JSON-LD vs. Layered JSON Schemas

JSON-LD vs. Layered JSON Schemas

TL;DR: A layered JSON schema can be used to encode linked data just like JSON-LD, with the added benefit of providing structural validation.

What is a “layered JSON schema”, you might ask.

A JSON schema defines the structure of a JSON document, but it doesn’t provide a way of managing metadata or semantic information. A layered JSON schema annotates a JSON schema using overlays to add metadata and semantic information. So if you have different uses for the same schema, you can use different layers to annotate it to fit those use cases.

Overlays can add annotations to a schema to describe how to translate a document to something else, like a knowledge graph. To add JSON-LD-like features to JSON schemas, we will annotate a JSON schema to denote a field as a node in the knowledge graph (RDF IRI node, a value node, or a blank node), or as an edge between nodes (an RDF predicate.)

First, a few words about JSON-LD: JSON-LD is JSON for Linked Data. It works by mapping JSON keys (field names) to standard concepts in an ontology using a @context. These concepts are represented using URIs, so they can link related concepts across different websites on the Internet. JSON-LD is also used to achieve interoperability between different representations of data.

In the following example, two different JSON objects are translated into the same knowledge graph using two different contexts mapping JSON field names to standard concepts from the schema.org ontology. As you can see, the context only provides a mapping for field names. It does not provide any guidance or validation on the structure of the document.

JSON-LD Processing Pipeline

In a JSON-LD document, you cannot specify if a JSON property should be an RDF node or an edge (predicate). The structure of the JSON document and whether or not there is an @id for the object determine that.

Now let’s do the same thing using a JSON schema. Take the following JSON document as an example (it is the same object from the right side of the above image). We will translate this object to a knowledge graph using a layered JSON schema:

{
  "id": "http://linkedin.com/jane-doe",
  "contact": {
    "city": "Denver",
    "state": "CO
  }
}

A JSON schema is a standard way of defining the structure of this object. The following schema can be used by any JSON schema validator to ensure that a JSON object follows the specified structure:

{
  "type": "object",
  "properties": {
    "id": {
      "type": "string"
    },
    "contact": {
      "type": "object",
      "properties": {
        "city": {
          "type": "string"
        },
        "state": {
          "type": "string"
        }
      }
    }
  }
}

The idea is to annotate this JSON schema to tell which data fields should be translated into knowledge graph nodes and which ones should be used as edge labels between nodes (RDF predicates.) We use a schema overlay to add that information. An overlay for this schema simply follows the same structure, but adds additional information to the schema fields:

{
  "properties": {
    "id": {
       "x-ls": {
         "rdfIRI": "."
       }
    },
    "contact": {
      "x-ls": {
        "rdfPredicate": "http://schema.org/address"
      },
      "properties": {
        "city": {
          "x-ls": {
            "rdfPredicate": "http://schema.org/addressLocality"
          }
        },
        "state": {
          "x-ls": {
            "rdfPredicate": "http://schema.org/addressRegion"
          }
        }
      }
    }
  }
}

In this overlay, each JSON field is annotated with an x-ls object. This is a convention suggested by the JSON schema specification to add extensions to a schema. x- means it is an extension, and ls means “Layered Schema”.

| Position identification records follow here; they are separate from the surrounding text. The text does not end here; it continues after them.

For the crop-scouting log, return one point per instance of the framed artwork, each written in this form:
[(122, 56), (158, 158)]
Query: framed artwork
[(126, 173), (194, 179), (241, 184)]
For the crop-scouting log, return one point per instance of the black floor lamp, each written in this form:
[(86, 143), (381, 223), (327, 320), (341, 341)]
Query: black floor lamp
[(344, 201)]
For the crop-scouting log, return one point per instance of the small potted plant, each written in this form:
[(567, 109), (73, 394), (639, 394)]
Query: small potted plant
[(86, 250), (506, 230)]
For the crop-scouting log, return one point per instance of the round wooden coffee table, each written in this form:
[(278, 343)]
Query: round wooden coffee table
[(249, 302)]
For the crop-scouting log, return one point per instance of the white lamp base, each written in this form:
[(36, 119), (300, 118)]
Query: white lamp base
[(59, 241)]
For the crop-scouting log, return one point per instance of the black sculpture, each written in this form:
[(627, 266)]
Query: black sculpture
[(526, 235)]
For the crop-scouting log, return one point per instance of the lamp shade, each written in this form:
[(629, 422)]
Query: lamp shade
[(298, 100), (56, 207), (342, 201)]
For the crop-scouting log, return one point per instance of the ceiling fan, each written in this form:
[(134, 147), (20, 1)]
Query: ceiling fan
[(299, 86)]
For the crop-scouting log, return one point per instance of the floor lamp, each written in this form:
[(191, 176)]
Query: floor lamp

The rdfIRI: "." annotation tells that the value of the id field will be used to create an RDF IRI node. The remaining fields are annotated with rdfPredicate annotations. The rdfPredicate annotation tells that the JSON property should be translated as an RDF predicate (an edge in the graph).

We use a “schema bundle”, a file that combines the schema with the overlays used in this instance. Thus:

Layered Schema Processing Pipeline

This provides a fairly straight-forward algorithm to translate a JSON document into a knowledge graph based on schema annotations: If the schema says the attribute should be a node, we create a node, if the schema says it should be an edge, we create an edge with the given label. If the schema ends up connecting two edges without a node, we simply add a blank node.

A proof-of-concept implementation of this algorithm is here.

What is the benefit of this? It uses JSON schemas instead of a JSON-LD context, which is widely used to specify data structures. You can determine if a JSON document is valid, and you can also document the expected structure of data. Using schema overlays, you can create mappings to different ontologies for different use cases. Implementations of schemas may show variations based on different versions, and different practical and legal concerns, so the behavior of a schema can be tweaked to account for such variations, enhancing semantic interoperability.

And, you can extend the annotations to transform JSON objects into different types of data, including RDF knowledge graphs, labeled property graphs, or different JSON objects.